Watch Out Urbanites, Here Come the Carnivores
Raccoons, skunks, possums and certain other animals have long been city dwellers, but now larger wild carnivores are moving into urban areas, according to a symposium presented today at EcoSummit 2012, an international conference held in Columbus, Ohio.
Leading the way are coyotes, which have established a territory just five miles from Chicago O'Hare International Airport. They appear to be paving the way for other large mammalian carnivores.
"Mountain lions are already living in the outskirts of Los Angeles, Denver, and other western cities," Stanley Gehrt, who led the research, told Discovery News. "Black bears are living in a variety of cities in the West and in the East. Wolves have yet to make a regular appearance, but they are getting closer. In Europe, there are urban brown bears that act much like raccoons over here."
Gehrt, an associate professor of environment and natural resources at Ohio State University, is studying the phenomenon, with a focus on coyotes. Since 2000, he and his team have captured and placed radio collars on about 680 coyotes, with 50 or 60 being tracked at any one time.
Gehrt estimates that about 2000 coyotes live in the Chicago metro area. They are sharing the territory with 9 million people in some 250 separate municipalities.

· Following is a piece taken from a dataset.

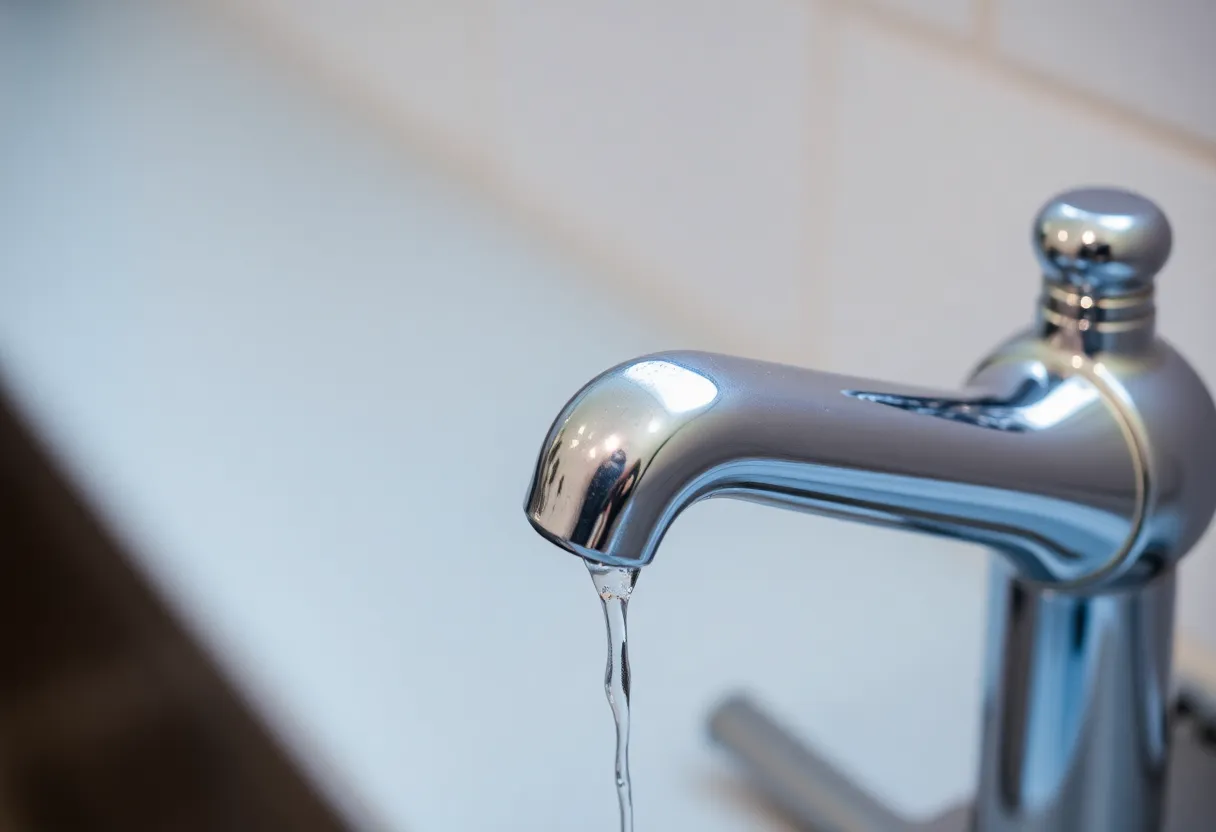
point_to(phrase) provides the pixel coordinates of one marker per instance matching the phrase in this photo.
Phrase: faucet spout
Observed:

As for why coyotes and other predators are moving nearer to us, there are a few different reasons. One, he said, is that "as cities continue to expand and development consumes land, we are moving into their territories."
Like humans, the large animals are also attracted to the relative ease of city living. Gehrt explained that "they don't have to go far to find food and water. They're finding everything they need right there, in the suburbs of Chicago."